マーケティングは、どれほど素晴らしい戦略や作戦を喧々諤諤と議論したところで、最終的な答えはすべて市場や顧客が持っているもの。

実際に市場や顧客に問うてみれば、「それは違うよ」「それはいいね!」と反応が返ってきます。数字もわかります。だから、さっさと市場や顧客にどんどん問えばいいのです。

ある程度の企画や方針を固めたら、それ以上議論や検討を続けていても、時間がもったいないです。なぜなら、どれほど時間をかけたとしても、自信や納得のいく答えには辿り着くことはないからです。

商品サービスとして売れる見込みがあるかどうか、新規参入すべきかどうか、Web広告などでテストマーケティングしてみれば、ほんの数日で確かめられますよ。

売れない=失敗・恥ではない

仮に見込みがなかった、売れなかった、反応がほとんどなかったとしましょう。果たして、それは失敗なのでしょうか。

ファーストリテイリング柳井正会長の著書『一勝九敗』のように、新商品サービスや新規事業、新規集客なんて、成功率10%や20%もあれば良いほうです。どんな会社の、どんなビジネスの、どんな商品サービスだとしても、成功率はほぼ同じ。

だったら素早く5回10回とテストマーケティングをまわして、あたりを出るまでどんどんクジを引けば良いと思いませんか?会議での議論検討をどれほど重ねても、成功率がUPすることはありませんよ。

成功率をUPする唯一の鍵は、さっさとテストマーケティングして、市場や顧客へ答えを問うこと以外にありません。現場、実地での検証がすべてです。

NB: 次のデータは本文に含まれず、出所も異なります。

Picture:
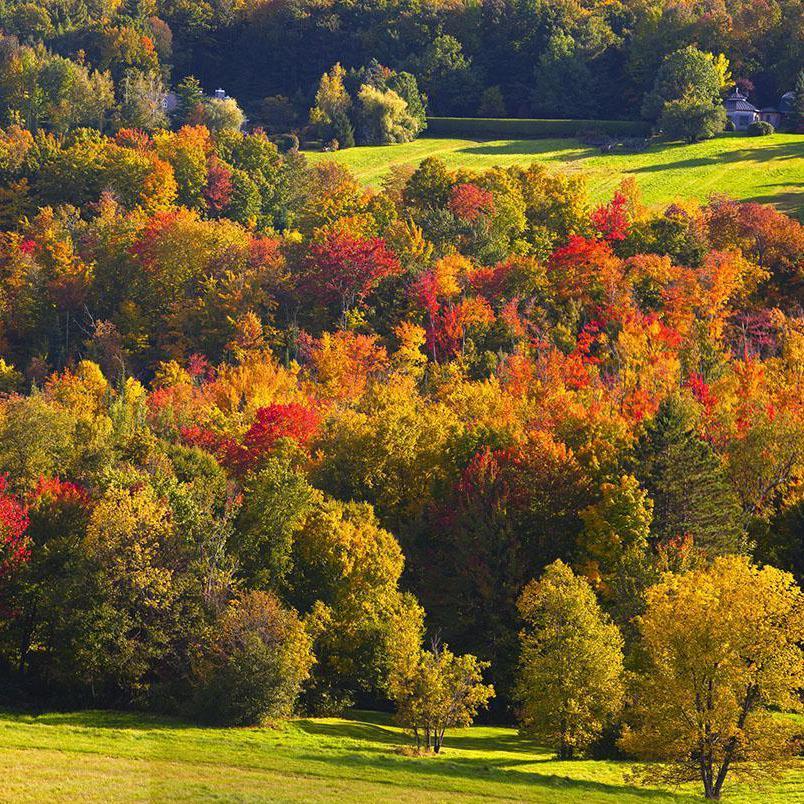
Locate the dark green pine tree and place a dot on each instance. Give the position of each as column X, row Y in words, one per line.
column 685, row 479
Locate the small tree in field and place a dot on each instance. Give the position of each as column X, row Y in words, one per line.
column 571, row 672
column 692, row 118
column 438, row 690
column 724, row 646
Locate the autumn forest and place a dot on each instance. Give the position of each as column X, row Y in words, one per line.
column 462, row 445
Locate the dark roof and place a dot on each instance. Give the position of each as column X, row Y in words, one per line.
column 737, row 102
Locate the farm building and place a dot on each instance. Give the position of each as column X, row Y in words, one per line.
column 740, row 111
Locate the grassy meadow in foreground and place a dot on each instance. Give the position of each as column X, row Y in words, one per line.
column 765, row 169
column 107, row 756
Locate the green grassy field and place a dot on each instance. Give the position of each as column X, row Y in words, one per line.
column 766, row 169
column 107, row 756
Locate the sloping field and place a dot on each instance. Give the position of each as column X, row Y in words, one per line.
column 765, row 169
column 113, row 757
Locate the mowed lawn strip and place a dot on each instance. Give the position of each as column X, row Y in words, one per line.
column 103, row 756
column 765, row 169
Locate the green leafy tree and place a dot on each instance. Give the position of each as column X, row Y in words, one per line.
column 189, row 101
column 275, row 502
column 253, row 668
column 692, row 118
column 223, row 113
column 384, row 117
column 142, row 103
column 437, row 691
column 687, row 72
column 570, row 679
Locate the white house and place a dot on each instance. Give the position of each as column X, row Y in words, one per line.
column 740, row 111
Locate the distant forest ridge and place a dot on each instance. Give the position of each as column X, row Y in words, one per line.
column 495, row 58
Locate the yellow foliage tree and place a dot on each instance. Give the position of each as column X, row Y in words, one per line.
column 724, row 644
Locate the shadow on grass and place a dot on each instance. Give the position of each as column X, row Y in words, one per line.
column 762, row 153
column 101, row 719
column 436, row 773
column 352, row 730
column 555, row 147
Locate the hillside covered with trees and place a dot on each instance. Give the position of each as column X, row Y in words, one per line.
column 272, row 442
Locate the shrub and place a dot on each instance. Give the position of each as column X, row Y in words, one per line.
column 255, row 665
column 760, row 128
column 530, row 127
column 287, row 142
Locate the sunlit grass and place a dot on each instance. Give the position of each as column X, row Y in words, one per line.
column 766, row 169
column 103, row 756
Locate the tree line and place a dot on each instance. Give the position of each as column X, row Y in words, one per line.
column 273, row 442
column 517, row 58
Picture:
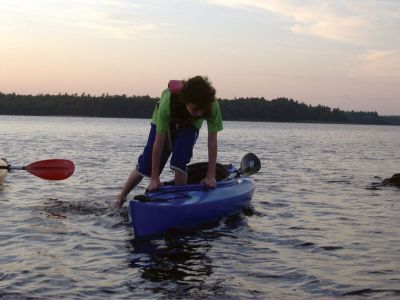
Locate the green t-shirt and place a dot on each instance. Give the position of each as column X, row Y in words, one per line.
column 162, row 115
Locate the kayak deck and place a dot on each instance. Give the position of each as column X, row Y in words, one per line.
column 188, row 206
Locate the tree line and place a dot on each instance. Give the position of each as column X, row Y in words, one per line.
column 239, row 109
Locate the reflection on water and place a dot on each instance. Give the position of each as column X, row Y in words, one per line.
column 316, row 227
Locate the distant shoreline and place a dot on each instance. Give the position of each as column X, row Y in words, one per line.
column 141, row 107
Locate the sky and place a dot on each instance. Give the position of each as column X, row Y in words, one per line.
column 340, row 53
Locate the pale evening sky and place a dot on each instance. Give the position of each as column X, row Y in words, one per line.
column 339, row 53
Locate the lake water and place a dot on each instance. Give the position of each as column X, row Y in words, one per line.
column 315, row 228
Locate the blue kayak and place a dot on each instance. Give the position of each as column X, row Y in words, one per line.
column 188, row 206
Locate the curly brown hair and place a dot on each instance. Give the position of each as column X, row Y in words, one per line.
column 199, row 91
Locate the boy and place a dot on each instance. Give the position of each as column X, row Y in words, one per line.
column 175, row 126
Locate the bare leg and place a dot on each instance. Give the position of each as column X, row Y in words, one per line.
column 180, row 177
column 133, row 180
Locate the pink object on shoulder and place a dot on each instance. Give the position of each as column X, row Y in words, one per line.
column 175, row 86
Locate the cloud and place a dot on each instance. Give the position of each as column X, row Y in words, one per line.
column 116, row 19
column 340, row 20
column 383, row 64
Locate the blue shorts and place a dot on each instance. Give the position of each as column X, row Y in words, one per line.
column 183, row 141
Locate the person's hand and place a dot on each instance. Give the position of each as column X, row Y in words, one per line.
column 154, row 184
column 119, row 201
column 210, row 182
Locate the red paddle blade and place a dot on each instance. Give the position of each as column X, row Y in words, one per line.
column 52, row 169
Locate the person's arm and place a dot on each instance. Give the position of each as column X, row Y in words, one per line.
column 212, row 159
column 158, row 147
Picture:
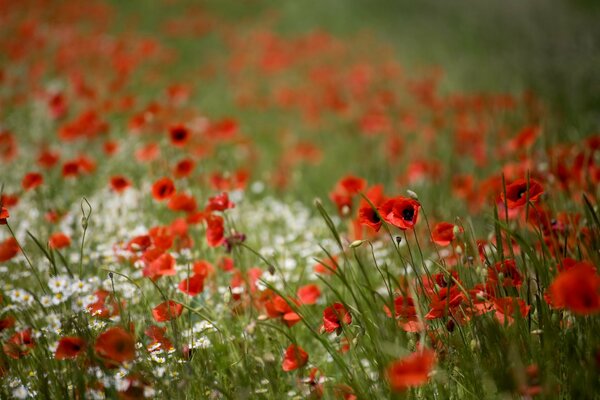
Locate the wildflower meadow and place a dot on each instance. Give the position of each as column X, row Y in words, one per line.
column 299, row 199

見込みがなければやめればいい。見込みがあるなら伸ばせばいい。

スピードの遅れこそ致命傷

ダメなら潔く撤退して、次のチャンスを見つけてGOすればいいんです。それは、失敗でも恥でもありません。会社として突破口を探るための必要な投資であり、成功への必要なプロセスです。

たいていのケースでは、ほんの数日や数週間、ほんの10万円や20万円で、市場や顧客からの答えはわかります。

意思決定や実行スピードで、大手競合を凌駕しなければならない中小ビジネスやスタートアップにとって、スピードの遅れは致命傷です。

うまくいくかと議論検討、自信がないと躊躇している時間こそ、ビジネス上の損失であるという感覚でどんどん行きましょう!